Ad Atticum 7.13
Ad Atticum 7.13
Headnote
Cicero to Atticus, written from Minturnae on the ninth day before the Kalends of February, 24 January 49 BC (the manuscript dateline: Scr. Menturnis ix K. Febr. a. 705 (49)). One day after the Formian letter; the southward retreat through Latium has reached the Liris. Labienus’s defection from Caesar has now arrived as confirmed news and is the opening note of the letter.
Section 1 is the political assessment hardening into a verdict on the war. Labienus is a hērōs — a piece of civil action more brilliant than any in memory, if only because it gave Caesar pain. But the genus belli (kind of war) is what Cicero stops to fix in his teeth: civil only in so far as it has been born of one ruined citizen’s audacity, not of any quarrel between citizens. Caesar holds the City unprotected and full of supplies; he treats temples and roofs as plunder, not as fatherland; he cannot even pretend at anything politikōs — in a statesmanlike way. The judgement on Pompey is just as sharp: astratēgētos, no strategist — a leader to whom Picenum was unfamiliar country.

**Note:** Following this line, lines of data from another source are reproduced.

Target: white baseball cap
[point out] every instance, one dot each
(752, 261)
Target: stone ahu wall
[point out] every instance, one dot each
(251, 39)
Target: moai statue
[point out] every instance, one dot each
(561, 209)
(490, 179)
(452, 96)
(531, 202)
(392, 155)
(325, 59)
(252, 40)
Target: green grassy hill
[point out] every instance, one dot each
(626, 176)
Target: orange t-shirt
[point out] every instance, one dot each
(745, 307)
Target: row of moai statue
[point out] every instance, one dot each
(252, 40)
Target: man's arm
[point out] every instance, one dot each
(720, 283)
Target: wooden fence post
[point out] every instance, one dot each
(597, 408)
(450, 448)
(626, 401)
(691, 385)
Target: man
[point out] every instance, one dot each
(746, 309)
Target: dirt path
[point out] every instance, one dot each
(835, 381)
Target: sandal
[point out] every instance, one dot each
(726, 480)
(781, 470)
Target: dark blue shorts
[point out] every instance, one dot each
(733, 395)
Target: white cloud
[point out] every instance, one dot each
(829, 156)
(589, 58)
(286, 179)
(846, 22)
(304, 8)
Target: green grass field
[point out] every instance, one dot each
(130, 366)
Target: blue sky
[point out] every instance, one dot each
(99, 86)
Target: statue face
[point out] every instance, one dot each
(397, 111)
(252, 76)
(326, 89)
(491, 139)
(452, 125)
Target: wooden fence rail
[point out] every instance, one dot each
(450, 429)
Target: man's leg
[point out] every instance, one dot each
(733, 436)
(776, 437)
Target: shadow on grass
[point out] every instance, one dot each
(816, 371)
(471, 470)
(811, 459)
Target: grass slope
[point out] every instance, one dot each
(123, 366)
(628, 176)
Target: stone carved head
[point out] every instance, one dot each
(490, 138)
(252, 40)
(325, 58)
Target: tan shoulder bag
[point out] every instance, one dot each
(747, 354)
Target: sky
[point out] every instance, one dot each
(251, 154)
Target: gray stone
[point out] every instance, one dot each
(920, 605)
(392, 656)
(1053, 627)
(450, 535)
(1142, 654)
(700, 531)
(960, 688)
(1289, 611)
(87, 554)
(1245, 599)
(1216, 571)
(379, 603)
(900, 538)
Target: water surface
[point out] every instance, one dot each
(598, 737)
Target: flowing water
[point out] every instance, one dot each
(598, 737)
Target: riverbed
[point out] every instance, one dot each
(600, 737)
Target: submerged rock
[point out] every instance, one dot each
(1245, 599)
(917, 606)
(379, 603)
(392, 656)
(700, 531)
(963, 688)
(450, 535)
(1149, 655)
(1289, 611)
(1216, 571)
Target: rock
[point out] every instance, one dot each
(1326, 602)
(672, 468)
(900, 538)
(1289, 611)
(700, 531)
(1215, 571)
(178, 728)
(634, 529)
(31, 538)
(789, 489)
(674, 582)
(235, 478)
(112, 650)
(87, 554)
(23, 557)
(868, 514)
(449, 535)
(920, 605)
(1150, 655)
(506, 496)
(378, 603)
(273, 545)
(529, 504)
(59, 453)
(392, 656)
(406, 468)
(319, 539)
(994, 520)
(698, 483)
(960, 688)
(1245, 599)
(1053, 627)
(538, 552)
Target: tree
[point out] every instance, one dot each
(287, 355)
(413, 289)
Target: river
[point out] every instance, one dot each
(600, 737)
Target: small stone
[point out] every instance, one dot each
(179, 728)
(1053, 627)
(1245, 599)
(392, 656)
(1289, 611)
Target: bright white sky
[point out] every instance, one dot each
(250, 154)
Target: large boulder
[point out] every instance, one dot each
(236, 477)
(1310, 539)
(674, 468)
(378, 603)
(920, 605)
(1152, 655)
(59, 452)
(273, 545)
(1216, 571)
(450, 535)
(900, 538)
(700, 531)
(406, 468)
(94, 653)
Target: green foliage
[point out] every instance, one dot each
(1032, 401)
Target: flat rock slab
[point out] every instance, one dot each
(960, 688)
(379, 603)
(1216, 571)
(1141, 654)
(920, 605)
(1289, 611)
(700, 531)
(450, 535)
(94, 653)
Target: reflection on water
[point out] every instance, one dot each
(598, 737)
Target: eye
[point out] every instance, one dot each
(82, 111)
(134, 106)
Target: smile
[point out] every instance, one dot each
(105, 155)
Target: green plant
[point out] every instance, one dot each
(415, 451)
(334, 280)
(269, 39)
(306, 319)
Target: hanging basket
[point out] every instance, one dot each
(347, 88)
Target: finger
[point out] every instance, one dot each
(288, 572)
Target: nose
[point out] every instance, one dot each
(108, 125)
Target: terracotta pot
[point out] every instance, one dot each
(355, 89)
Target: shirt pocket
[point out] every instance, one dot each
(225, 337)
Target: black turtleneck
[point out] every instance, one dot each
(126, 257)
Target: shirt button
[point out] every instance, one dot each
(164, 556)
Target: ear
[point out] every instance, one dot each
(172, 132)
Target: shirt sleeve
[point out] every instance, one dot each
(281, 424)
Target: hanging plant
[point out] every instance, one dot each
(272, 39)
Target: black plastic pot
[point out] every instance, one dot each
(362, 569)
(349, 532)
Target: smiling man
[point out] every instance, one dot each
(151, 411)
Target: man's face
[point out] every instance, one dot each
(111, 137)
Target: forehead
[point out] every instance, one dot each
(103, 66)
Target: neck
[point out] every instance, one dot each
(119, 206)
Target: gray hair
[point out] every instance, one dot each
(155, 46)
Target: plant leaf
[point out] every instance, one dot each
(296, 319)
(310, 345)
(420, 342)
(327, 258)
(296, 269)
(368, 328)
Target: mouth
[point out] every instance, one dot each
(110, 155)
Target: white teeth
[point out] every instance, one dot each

Section 2 turns to the present hopelessness: two treacherously-retained legions, an unwilling levy, the time for terms lost; the ship at sea without a rudder. Section 3 is the family triage — whether to send the two boys off to Greece, what to do with Tullia and Terentia when one moment he fears barbarians coming to the City and the next remembers Dolabella is there. The question for Atticus is formally split: pros to (what is right in itself) and then with an eye to opinion, lest his women be reproached for staying when good men are leaving. Section 4 closes on Atticus’s reading of the news — the closing scholarly joke about the “riddle of the Oppii from Velia” being more obscure than the number of Plato is Cicero’s wave at the famously cryptic nuptial number of Republic 8.